Encryption of data in Azure Data Lake Store

Encryption in Azure Data Lake Store helps you protect your data, implement enterprise security policies, and meet regulatory compliance requirements. This article provides an overview of the design, and discusses some of the technical aspects of implementation.

Data Lake Store supports encryption of data both at rest and in transit. For data at rest, Data Lake Store supports "on by default," transparent encryption. Here is what these terms mean in a bit more detail:

  • On by default: When you create a new Data Lake Store account, the default setting enables encryption. Thereafter, data that is stored in Data Lake Store is always encrypted prior to storing on persistent media. This is the behavior for all data, and it cannot be changed after an account is created.
  • Transparent: Data Lake Store automatically encrypts data prior to persisting, and decrypts data prior to retrieval. The encryption is configured and managed at the Data Lake Store level by an administrator. No changes are made to the data access APIs. Thus, no changes are required in applications and services that interact with Data Lake Store because of encryption.

Data in transit (also known as data in motion) is also always encrypted in Data Lake Store. In addition to encrypting data prior to storing to persistent media, the data is also always secured in transit by using HTTPS. HTTPS is the only protocol that is supported for the Data Lake Store REST interfaces. The following diagram shows how data becomes encrypted in Data Lake Store:

Diagram of data encryption in Data Lake Store

Set up encryption with Data Lake Store

Encryption for Data Lake Store is set up during account creation, and it is always enabled by default. You can either manage the keys yourself, or allow Data Lake Store to manage them for you (this is the default).

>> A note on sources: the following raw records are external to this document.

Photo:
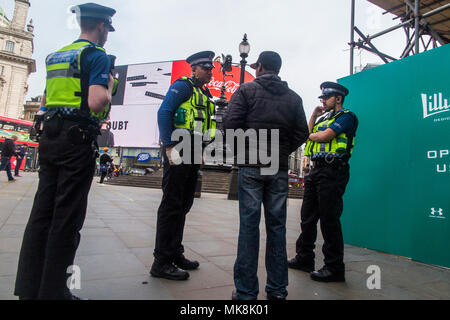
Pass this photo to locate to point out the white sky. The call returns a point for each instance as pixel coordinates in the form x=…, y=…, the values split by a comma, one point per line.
x=311, y=36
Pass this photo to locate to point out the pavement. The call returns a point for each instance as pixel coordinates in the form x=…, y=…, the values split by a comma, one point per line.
x=118, y=237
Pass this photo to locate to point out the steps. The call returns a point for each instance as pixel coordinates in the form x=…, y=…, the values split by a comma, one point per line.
x=213, y=181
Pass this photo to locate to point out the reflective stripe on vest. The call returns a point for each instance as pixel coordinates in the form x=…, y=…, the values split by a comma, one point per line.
x=63, y=85
x=338, y=146
x=197, y=113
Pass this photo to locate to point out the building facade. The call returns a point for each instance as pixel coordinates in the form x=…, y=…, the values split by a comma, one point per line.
x=16, y=63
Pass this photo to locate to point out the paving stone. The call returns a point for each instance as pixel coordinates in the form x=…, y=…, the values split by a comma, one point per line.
x=116, y=251
x=124, y=288
x=95, y=245
x=8, y=264
x=10, y=245
x=211, y=248
x=139, y=239
x=106, y=266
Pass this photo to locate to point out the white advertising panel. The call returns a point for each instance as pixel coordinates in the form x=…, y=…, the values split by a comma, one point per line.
x=147, y=83
x=135, y=126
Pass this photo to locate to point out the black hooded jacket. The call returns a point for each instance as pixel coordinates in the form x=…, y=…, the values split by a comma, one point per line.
x=268, y=103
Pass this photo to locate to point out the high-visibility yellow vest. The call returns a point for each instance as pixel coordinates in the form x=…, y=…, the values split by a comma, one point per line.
x=64, y=84
x=197, y=113
x=340, y=146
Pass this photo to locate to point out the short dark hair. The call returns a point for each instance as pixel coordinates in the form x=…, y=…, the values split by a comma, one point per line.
x=343, y=98
x=268, y=70
x=89, y=25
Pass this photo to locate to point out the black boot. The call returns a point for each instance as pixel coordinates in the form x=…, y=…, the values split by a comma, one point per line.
x=327, y=274
x=301, y=264
x=168, y=271
x=185, y=264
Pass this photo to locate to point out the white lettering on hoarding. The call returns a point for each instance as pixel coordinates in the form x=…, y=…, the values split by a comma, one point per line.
x=440, y=154
x=434, y=104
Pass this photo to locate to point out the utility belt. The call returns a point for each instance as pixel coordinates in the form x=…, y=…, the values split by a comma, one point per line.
x=79, y=130
x=330, y=161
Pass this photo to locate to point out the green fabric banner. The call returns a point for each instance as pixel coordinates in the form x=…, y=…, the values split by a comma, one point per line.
x=398, y=198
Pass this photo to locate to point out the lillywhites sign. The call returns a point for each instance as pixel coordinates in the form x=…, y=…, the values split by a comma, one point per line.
x=143, y=157
x=434, y=104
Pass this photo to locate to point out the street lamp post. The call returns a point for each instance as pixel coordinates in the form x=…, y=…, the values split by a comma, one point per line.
x=244, y=49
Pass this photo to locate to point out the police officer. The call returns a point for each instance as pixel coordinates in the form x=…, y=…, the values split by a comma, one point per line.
x=78, y=94
x=330, y=146
x=187, y=106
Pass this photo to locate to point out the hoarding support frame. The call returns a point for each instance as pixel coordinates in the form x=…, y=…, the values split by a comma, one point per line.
x=412, y=19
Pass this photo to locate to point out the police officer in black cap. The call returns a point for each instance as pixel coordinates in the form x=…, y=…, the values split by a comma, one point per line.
x=329, y=146
x=78, y=94
x=187, y=106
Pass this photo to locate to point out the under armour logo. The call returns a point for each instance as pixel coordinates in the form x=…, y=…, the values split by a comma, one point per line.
x=437, y=213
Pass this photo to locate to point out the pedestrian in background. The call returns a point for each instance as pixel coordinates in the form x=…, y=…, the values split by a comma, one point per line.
x=105, y=164
x=265, y=103
x=8, y=150
x=21, y=152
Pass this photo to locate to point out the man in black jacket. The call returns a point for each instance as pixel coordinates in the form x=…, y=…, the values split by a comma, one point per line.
x=8, y=150
x=267, y=106
x=105, y=164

For more information, see Getting started.

How encryption works in Data Lake Store

The following information covers how to manage master encryption keys, and it explains the three different types of keys you can use in data encryption for Data Lake Store.

Master encryption keys

Data Lake Store provides two modes for management of master encryption keys (MEKs). For now, assume that the master encryption key is the top-level key. Access to the master encryption key is required to decrypt any data stored in Data Lake Store.

The two modes for managing the master encryption key are as follows:

  • Service managed keys
  • Customer managed keys

In both modes, the master encryption key is secured by storing it in Azure Key Vault. Key Vault is a fully managed, highly secure service on Azure that can be used to safeguard cryptographic keys. For more information, see Key Vault.

Here is a brief comparison of capabilities provided by the two modes of managing the MEKs.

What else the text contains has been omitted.